USC quarterback Sam Darnold had his way with the Arizona defense in last year's matchup in Tucson.

Here are three things to watch in the No. 22 Arizona Wildcats’ game vs. No. 17 USC in Los Angeles (Saturday, 7:45 p.m., ESPN), plus a score prediction and some pertinent preview links:


This Khalil Tate is not that Khalil Tate. The Tate who made his first career start against USC last October was still 17 years old, still taking it all in, not ready to fully embrace the responsibilities of being a starting quarterback in big-time college football. His supporting cast – especially in the backfield – wasn’t what it is now either. The results were predictable: Tate scored early on a 3-yard run but couldn’t consistently move the ball. He threw an interception and lost a fumble. A game that was 7-7 late in the first quarter disintegrated into a 48-14 defeat. In a sign of how bad things were for Arizona, converted tight end Matt Morin finished the game at quarterback. Now, of course, Tate is the first player ever to win four straight Pac-12 Offensive Player of the Week awards. He’s on the cusp of entering the Heisman race. And he’s the focal point of the Trojans’ defensive game plan. Tate has matured in multiple ways. How will he handle the USC challenge this time? Better. A lot better.


Tate has a better chance to win the Heisman Trophy than Sam Darnold … which would have been a crazy sentence to write two months ago. But it’s true: The USC quarterback basically has played his way out of the Heisman race. He has thrown 10 interceptions and lost seven fumbles, a combination of carelessness and trying to do too much. But to assume, based on recent results, that Arizona has a sizable advantage at quarterback – or any advantage – would be naïve. First off, Darnold has done a better job lately of taking care of the ball. He threw nine interceptions in USC’s first six games, just one in the past three. (Breaking it down even further: Darnold threw six picks in the first three games, three in the next three and then just one in the past three.) Second, Darnold destroyed an admittedly different Arizona defense last season, passing for five touchdowns (with no picks) and rushing for 54 yards. Third, despite those negative numbers, Darnold is still really good. The UA defense is a lot better, but cracks have been revealed over the course of the four-game win streak.

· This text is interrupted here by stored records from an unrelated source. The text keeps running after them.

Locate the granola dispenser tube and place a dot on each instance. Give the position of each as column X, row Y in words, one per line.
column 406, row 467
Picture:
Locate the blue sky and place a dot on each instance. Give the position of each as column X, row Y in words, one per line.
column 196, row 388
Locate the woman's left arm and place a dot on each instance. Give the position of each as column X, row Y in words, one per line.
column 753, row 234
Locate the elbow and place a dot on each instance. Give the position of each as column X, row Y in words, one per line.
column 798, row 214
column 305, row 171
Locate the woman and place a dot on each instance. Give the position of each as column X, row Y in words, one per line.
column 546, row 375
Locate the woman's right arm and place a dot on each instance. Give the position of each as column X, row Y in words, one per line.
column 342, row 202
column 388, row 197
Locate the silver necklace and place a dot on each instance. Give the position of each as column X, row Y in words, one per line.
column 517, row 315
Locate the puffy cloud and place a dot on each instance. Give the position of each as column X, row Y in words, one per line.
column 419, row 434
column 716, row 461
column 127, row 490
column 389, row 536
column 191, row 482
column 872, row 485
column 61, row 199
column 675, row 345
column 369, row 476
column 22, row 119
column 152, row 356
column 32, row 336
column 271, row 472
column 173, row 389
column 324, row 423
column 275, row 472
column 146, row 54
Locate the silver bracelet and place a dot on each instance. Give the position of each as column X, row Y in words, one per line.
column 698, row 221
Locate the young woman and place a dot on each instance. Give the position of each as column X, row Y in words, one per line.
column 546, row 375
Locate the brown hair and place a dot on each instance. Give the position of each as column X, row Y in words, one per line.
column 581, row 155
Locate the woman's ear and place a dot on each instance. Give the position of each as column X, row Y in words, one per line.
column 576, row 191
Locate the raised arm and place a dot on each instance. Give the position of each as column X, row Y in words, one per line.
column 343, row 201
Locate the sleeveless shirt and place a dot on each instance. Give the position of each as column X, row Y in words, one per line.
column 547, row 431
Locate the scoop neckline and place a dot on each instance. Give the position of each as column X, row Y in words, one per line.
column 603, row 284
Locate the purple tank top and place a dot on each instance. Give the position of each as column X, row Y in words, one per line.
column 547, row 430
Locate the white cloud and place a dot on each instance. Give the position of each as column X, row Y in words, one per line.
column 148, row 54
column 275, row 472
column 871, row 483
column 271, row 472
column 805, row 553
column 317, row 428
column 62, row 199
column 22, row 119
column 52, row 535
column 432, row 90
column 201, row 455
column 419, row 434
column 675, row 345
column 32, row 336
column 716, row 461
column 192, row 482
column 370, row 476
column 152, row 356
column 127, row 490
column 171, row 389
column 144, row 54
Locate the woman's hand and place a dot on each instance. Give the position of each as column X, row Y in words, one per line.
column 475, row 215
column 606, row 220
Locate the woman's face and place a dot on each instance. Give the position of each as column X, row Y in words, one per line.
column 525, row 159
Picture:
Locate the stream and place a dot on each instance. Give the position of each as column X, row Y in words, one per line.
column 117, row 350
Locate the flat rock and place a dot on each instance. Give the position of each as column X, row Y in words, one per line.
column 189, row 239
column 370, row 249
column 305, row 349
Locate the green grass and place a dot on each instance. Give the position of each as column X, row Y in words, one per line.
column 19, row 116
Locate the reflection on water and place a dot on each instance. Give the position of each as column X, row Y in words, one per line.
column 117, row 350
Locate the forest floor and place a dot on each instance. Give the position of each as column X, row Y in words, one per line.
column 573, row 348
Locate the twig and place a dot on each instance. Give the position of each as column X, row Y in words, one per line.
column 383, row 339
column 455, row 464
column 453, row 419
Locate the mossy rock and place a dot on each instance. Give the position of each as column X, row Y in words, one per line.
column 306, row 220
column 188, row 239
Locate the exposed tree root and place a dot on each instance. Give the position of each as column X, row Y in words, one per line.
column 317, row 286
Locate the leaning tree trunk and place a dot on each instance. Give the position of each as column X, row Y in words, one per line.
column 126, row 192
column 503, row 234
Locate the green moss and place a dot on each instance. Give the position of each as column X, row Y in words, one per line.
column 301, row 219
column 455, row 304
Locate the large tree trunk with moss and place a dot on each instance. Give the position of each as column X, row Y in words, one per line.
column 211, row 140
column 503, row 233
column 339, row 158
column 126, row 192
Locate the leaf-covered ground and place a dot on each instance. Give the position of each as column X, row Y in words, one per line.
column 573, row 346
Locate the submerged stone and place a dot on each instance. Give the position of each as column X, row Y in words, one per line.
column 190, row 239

Given the attention the Trojans are bound to pay to Tate – and the Wildcats to Darnold and tailback Ronald Jones II – this game could be decided by the inevitable downfield battles those defensive strategies will dictate. UA opponents have made it clear over the past four weeks: They’re willing to leave Wildcats receivers in one-on-one coverage in the interest of slowing Tate and the run game. For the most part, Arizona’s wideouts and tight ends have won those contests. Will that continue against a more athletic USC back seven? The Trojans will be without veteran cornerback Iman Marshall but have plenty of talent and experience on the back end. On the other side of the ball, USC has been searching for consistent receiving options to emerge beyond go-to guy Deontay Burnett. In recent weeks, it has started to happen. Over the past five games, redshirt freshman Tyler Vaughns has 29 receptions for 408 yards and three touchdowns. Like USC, Arizona has been more than willing to put its cornerbacks in one-on-one situations. Marcel Yates trusts them. Can they hold up in this matchup, especially if Jones is having his way on the ground?